After the crystalline structure report of DPP-4 in 2003, many new texture types in recent years, potent, the DPP-4 inhibitor that selectivity is high goes on the market in succession, as the sitagliptin phosphate (sitagliptinphosphate of Merck & Co., Inc.'s research and development, in October, 2006 goes on the market in the U.S.), vildagliptin (the vildagliptin of Novartis Co., Ltd's research and development, obtain EU Committee's approval in September, 2007) and the BMS-477118 (saxagliptin that develops cooperatively of Bristol-Myers Squibb Co. and Astrazeneca AB, in August, 2009 U.S. FDA approval listing), SYR-322 (the alogliptinbenzoate of Wu Tian company, in April, 2010 goes on the market in Japan) Linagliptin (BI-1356 of BoehringerIngeheim company, in May, 2011 U.S.'s listing).
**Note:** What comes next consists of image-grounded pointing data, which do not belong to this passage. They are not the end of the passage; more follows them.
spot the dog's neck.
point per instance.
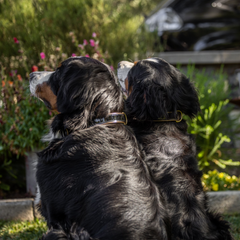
(62, 125)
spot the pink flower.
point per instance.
(34, 68)
(42, 55)
(92, 42)
(15, 40)
(81, 46)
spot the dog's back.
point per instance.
(158, 95)
(100, 182)
(93, 175)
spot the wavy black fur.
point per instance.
(158, 91)
(95, 176)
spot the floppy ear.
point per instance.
(185, 97)
(158, 92)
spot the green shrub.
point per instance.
(211, 126)
(43, 25)
(220, 181)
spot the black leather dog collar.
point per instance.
(115, 117)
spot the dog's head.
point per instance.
(155, 88)
(80, 86)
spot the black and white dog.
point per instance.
(158, 94)
(92, 179)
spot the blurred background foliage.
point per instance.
(43, 25)
(212, 127)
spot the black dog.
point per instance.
(158, 94)
(92, 175)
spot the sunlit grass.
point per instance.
(33, 230)
(24, 230)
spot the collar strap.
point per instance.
(115, 117)
(179, 119)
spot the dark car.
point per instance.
(196, 25)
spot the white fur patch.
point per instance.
(123, 68)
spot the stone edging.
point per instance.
(226, 202)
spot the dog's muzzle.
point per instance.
(36, 78)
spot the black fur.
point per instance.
(158, 91)
(95, 177)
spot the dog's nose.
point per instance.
(38, 75)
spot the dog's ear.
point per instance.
(185, 96)
(159, 89)
(90, 89)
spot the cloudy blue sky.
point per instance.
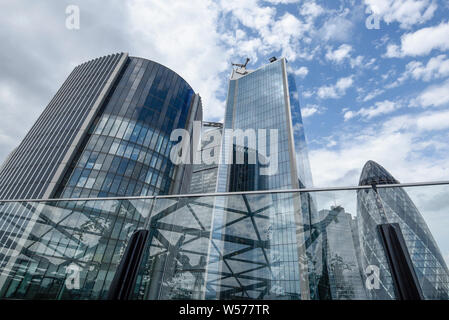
(366, 93)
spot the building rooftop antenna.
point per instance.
(241, 65)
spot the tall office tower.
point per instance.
(105, 133)
(264, 99)
(345, 280)
(393, 205)
(204, 176)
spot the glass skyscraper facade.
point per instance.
(106, 133)
(393, 205)
(345, 277)
(204, 176)
(99, 157)
(265, 99)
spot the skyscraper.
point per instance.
(265, 99)
(105, 133)
(345, 280)
(393, 205)
(204, 176)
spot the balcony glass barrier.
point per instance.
(64, 249)
(293, 245)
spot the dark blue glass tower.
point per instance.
(393, 205)
(266, 99)
(105, 133)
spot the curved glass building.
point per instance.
(105, 133)
(393, 205)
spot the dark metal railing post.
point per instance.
(126, 274)
(405, 281)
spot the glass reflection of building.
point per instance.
(345, 279)
(278, 263)
(105, 133)
(393, 205)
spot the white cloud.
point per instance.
(379, 108)
(301, 72)
(437, 67)
(311, 9)
(406, 12)
(400, 144)
(421, 42)
(337, 29)
(433, 96)
(285, 33)
(311, 109)
(337, 90)
(338, 55)
(371, 95)
(281, 1)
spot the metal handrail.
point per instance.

The DPP-4 inhibitor sitagliptin (WO2003/04498) of the listing of being developed by Merck & Co., Inc., to DPP-4, there is selectivity, do not suppress the activity of DPP-8 and DPP-9, there are good security and resolvability, and body weight can not be caused to increase, oedema and risk of hypoglycemia can not be caused.Its structural formula is as follows:
DPP-4 inhibitor containing Aminocycloalkane or piperazine fragment becomes a new direction of ofhypoglycemic medicine exploitation, and the compound of the piperazine fragment of research structure novelty is significant to the DPP-4 inhibitor that exploitation is potential.Patent of invention CN101417987B (there is the dpp-iv inhibitor of sulfonamide formyl piperazine structure), CN101486689B (there is the dpp-iv inhibitor of sulfonamide formamide piperazine structure), CN101781274B (acylated piperazine dipeptidyl peptidase IV inhibitor) and patent of invention PCT/CN2010/072319[(R)-7-[3-amino-4-(2, 4, 5-Trifluoro-phenyl)-butyryl]-3-trifluoromethyl-5, 6, 7, 8-tetrahydro-imidazo also [1, 5-a] salt of pyrazine-1-carboxylate methyl ester] etc. disclose a series of DPP-4 inhibitor containing piperazine structure.But effectively the types of drugs for the treatment of diabetes is limited at present, can not meet clinical needs far away.In order to solve the misery of diabetic subject, the Regular Insulin of himself is played one's part to the full, blood sugar can utilize by body tissue cell, reach the object comprehensively controlling blood sugar, be badly in need of the more DPP-4 inhibitor medicaments of exploitation and meet clinical application.Bridged piperazine derivatives provided by the invention is that the research and development of DPP-4 inhibitor provide a new direction, significant to exploitation DPP-4 inhibitor.
Summary of the invention
The object of this invention is to provide a kind of DPP-4 inhibitor compounds with piperazine structure;
Another object of the present invention is to provide above-claimed cpd and is applied to preventing and/or treating of diabetes and other diseases relevant to DPP-4.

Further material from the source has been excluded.